Nepal Script Text Recognition from Ancient Artifacts: Challenges and Opportunities
Proceedings of the Fifteenth Language Resources and Evaluation Conference (LREC 2026)
Abstract
Nepal Script, a script of significant linguistic, historical, and cultural importance, can be found in ancient artifacts in Nepal. As this script has faced a decline in use, it is considered among endangered scripts at present. For its revival and preservation, it is important to digitize ancient artifacts written in Nepal Script and create an accessible digital dataset. Among such artifacts are stone inscriptions, and manuscripts, from which we attempt to recognize texts using Artificial Intelligence techniques.
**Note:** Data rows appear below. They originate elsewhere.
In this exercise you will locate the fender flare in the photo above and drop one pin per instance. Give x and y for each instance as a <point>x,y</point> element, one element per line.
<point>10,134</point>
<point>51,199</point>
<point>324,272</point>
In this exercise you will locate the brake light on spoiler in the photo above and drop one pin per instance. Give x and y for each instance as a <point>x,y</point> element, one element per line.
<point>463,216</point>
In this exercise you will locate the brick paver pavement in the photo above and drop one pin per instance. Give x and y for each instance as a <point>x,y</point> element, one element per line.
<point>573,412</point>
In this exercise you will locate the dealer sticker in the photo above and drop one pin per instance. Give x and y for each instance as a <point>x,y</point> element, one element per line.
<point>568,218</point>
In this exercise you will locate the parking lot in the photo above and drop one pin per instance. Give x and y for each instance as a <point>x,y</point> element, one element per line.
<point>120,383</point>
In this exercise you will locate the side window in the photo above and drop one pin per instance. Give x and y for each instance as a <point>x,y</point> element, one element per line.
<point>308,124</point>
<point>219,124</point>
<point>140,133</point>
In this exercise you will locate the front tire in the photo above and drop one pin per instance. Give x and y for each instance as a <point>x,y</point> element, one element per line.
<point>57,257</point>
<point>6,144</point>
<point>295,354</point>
This paper presents our approach of preparing a dataset through an extensive data acquisition method, and developing a system that recognizes Nepal Script texts from images. Our system combines the YOLOv8 algorithm with Convolutional Recurrent Neural Network architecture and Connectionist Temporal Classification loss. Our dataset consists of 5,219 text line images from ancient stone inscriptions, manuscripts, and modern handwritten and typed documents. Utilizing an augmented dataset of 41,752 samples, our system achieved 12.61% Character Error Rate. Despite the small training dataset, our model successfully predicted texts in not only new stone inscriptions and manuscripts but also wooden and copper plate inscriptions. We expect our contributions will encourage further research on Nepal Script and other Nepalese scripts.